Patrick Hamilton, Monday Morning (Abacus)
Gratititude to Abacus should be unconfined for making this book available, having been for so long unobtainable and other plans to re-issue it having come to nothing.
At 19 years old, Patrick Hamilton had the blueprint for his mature work already in place and this novel is tremendously assured and confidently made. It is his last work, in Unknown Assailant, that is the more questionable, the booze having got to him, the callous treatment of innocence having got out of hand and the prose having collapsed into little more than notes towards a novel.
With the hindsight of knowing all what was to follow, though, Monday Morning is very familiar Hamilton territory, set in the transient world of London hotels, infatuation forever being led on, one suspects, to unrequitedness and, in what is understandably a bildungsroman, first encounters with alcohol culture in theatrical circles.
In many ways it prefaces the later work by having its main character actually differentiate between being 'in love' and 'Love'. His more mature characters, like Bone, the hapless victim of his own sorry devotions in Hangover Square, have lost that level of awareness.
Anthony is delayed, delayed and delayed again in beginning work on his novel, would prefer to be a poet but there is no money in that and is relieved when his applications for jobs in journalism are unsuccessful. In the end, his pursuit of the fickle Diane apparently over, he writes his great poem, two having been printed in Poetry Review, but this inability to forge a career path seems to parallel his blighted courtship of first one love and then another. It is the way in that one so swiftly follows the other that we suspect Anthony of being no more than the 'in love' he regards as not the real thing and not in possession of the Love he mistakes it for.

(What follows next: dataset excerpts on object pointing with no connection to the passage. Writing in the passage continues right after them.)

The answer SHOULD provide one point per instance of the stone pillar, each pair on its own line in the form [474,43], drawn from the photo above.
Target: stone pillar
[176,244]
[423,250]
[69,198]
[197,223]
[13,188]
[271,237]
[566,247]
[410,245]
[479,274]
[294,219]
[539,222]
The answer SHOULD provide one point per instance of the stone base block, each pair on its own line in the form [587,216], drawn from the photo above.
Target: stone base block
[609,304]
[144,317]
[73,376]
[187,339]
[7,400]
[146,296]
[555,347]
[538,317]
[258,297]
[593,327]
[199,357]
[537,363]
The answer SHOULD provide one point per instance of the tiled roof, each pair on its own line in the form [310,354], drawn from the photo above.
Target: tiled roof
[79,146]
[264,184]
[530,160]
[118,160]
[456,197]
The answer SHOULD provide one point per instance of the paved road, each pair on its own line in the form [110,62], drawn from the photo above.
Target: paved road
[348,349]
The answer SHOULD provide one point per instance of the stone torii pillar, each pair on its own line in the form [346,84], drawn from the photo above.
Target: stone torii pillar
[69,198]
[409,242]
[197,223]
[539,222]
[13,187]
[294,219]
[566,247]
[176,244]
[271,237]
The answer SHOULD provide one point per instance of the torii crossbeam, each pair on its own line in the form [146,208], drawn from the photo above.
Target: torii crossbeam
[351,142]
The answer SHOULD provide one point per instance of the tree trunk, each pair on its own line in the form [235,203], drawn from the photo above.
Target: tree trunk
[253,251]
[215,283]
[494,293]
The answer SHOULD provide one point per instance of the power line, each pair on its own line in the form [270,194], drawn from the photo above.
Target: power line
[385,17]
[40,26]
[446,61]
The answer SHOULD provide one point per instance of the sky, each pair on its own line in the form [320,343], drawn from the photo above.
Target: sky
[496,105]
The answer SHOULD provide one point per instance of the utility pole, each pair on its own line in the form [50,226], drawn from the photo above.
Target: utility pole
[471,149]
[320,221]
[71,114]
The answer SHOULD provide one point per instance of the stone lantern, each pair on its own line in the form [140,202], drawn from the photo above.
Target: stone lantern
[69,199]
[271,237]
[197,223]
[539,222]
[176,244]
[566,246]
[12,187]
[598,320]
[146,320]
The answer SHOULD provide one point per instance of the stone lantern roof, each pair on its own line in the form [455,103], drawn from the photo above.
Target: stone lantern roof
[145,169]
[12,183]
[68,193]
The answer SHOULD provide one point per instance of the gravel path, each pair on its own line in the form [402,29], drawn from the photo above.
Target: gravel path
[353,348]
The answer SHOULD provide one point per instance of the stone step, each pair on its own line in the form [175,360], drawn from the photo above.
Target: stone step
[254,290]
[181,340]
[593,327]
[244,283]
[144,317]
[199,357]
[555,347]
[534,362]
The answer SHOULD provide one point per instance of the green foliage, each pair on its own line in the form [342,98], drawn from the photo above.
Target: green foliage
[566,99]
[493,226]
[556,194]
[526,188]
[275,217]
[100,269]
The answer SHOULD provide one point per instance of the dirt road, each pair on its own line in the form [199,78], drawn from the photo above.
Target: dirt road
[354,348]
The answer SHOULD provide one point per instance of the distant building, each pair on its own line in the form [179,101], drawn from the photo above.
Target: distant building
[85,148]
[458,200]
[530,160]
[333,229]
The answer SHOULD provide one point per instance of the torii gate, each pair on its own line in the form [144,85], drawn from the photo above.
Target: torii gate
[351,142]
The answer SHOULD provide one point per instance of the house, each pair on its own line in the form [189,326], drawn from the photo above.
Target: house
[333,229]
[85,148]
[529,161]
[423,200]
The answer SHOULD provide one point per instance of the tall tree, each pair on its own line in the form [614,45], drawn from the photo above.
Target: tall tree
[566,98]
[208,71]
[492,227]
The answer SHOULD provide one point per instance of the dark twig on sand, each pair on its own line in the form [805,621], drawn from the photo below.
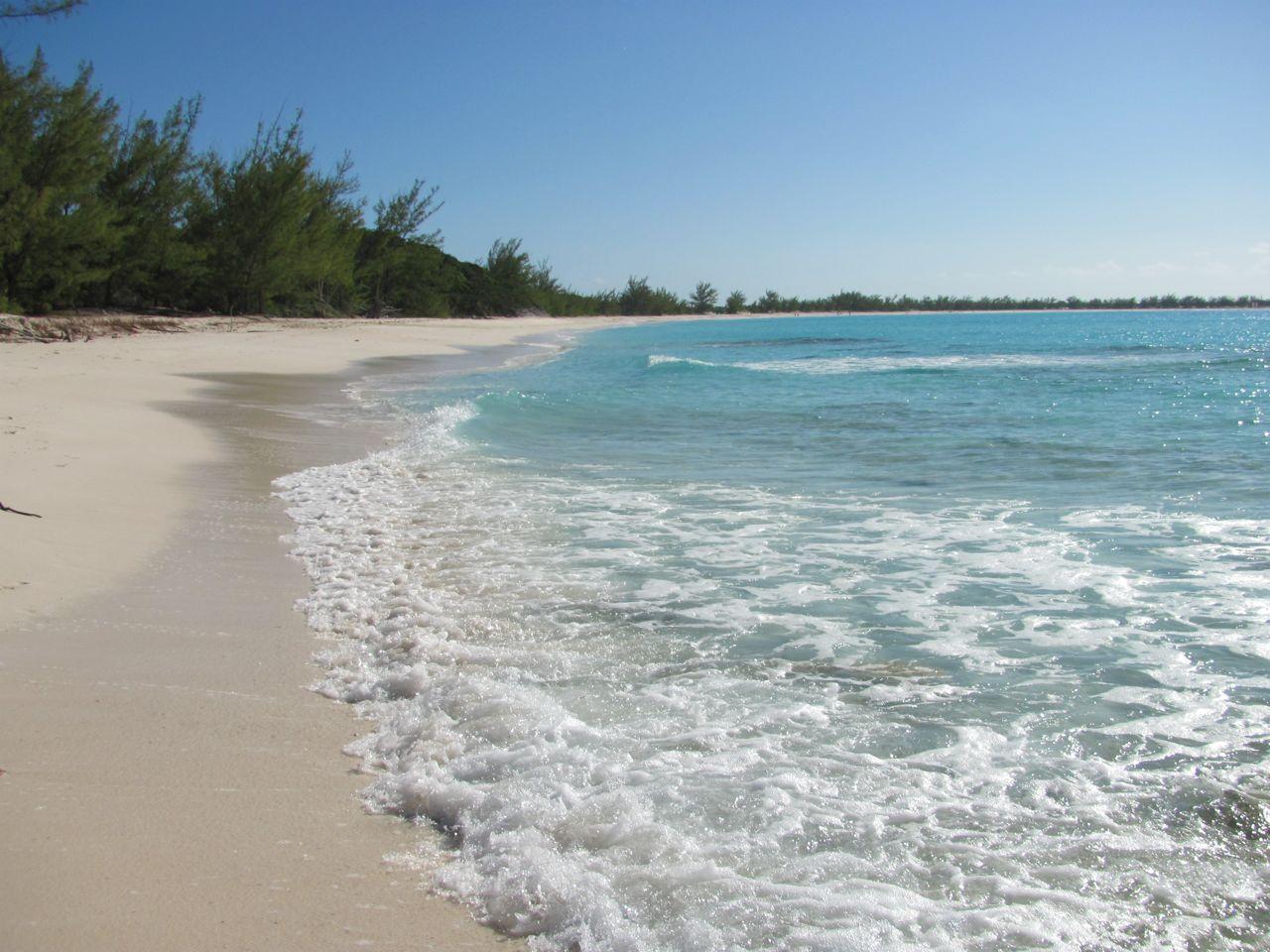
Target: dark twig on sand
[18,512]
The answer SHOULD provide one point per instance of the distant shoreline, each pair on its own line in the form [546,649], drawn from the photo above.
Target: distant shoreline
[93,325]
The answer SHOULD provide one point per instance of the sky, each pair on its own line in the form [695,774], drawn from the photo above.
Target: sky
[913,146]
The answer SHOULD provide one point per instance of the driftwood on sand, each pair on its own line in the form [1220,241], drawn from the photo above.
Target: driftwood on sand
[18,512]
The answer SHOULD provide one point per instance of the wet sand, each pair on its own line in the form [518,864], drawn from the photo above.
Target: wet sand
[169,782]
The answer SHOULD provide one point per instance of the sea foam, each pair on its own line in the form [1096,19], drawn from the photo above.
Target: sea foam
[715,717]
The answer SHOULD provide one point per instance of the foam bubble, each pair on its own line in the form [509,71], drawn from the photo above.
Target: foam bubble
[667,717]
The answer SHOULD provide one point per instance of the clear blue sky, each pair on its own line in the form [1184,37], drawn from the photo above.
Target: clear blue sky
[925,146]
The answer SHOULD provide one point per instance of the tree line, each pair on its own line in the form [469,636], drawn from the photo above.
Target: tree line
[103,213]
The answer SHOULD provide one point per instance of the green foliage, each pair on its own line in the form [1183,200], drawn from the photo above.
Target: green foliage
[703,298]
[55,145]
[639,298]
[96,213]
[149,189]
[399,268]
[278,235]
[41,9]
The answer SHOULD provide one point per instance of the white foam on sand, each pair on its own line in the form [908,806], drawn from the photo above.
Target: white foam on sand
[703,717]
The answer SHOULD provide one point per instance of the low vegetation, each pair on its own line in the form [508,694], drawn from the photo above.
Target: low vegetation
[98,213]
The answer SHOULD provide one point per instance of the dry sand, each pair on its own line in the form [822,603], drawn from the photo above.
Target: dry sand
[168,782]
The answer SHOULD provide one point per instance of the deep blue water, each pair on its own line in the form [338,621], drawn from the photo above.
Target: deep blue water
[879,633]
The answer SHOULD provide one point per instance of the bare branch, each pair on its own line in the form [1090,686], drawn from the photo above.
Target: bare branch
[18,512]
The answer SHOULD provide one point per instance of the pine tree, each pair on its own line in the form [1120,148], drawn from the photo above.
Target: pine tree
[55,146]
[149,188]
[703,298]
[278,235]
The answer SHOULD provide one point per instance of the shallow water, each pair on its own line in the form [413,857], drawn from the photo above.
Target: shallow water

It is all beautifully done and were we not in possession of the novels that came after, we wouldn't think we could see what's coming. It looks the theme on which all successive variations were based on. But we should be wary of assuming we know as much.
It arrived at about 11 a.m yesterday morning, wasn't begun until early afternoon and was finished by 9 p.m. with only essential functions attended to in the meantime. It's been a long time coming but it was worth waiting for.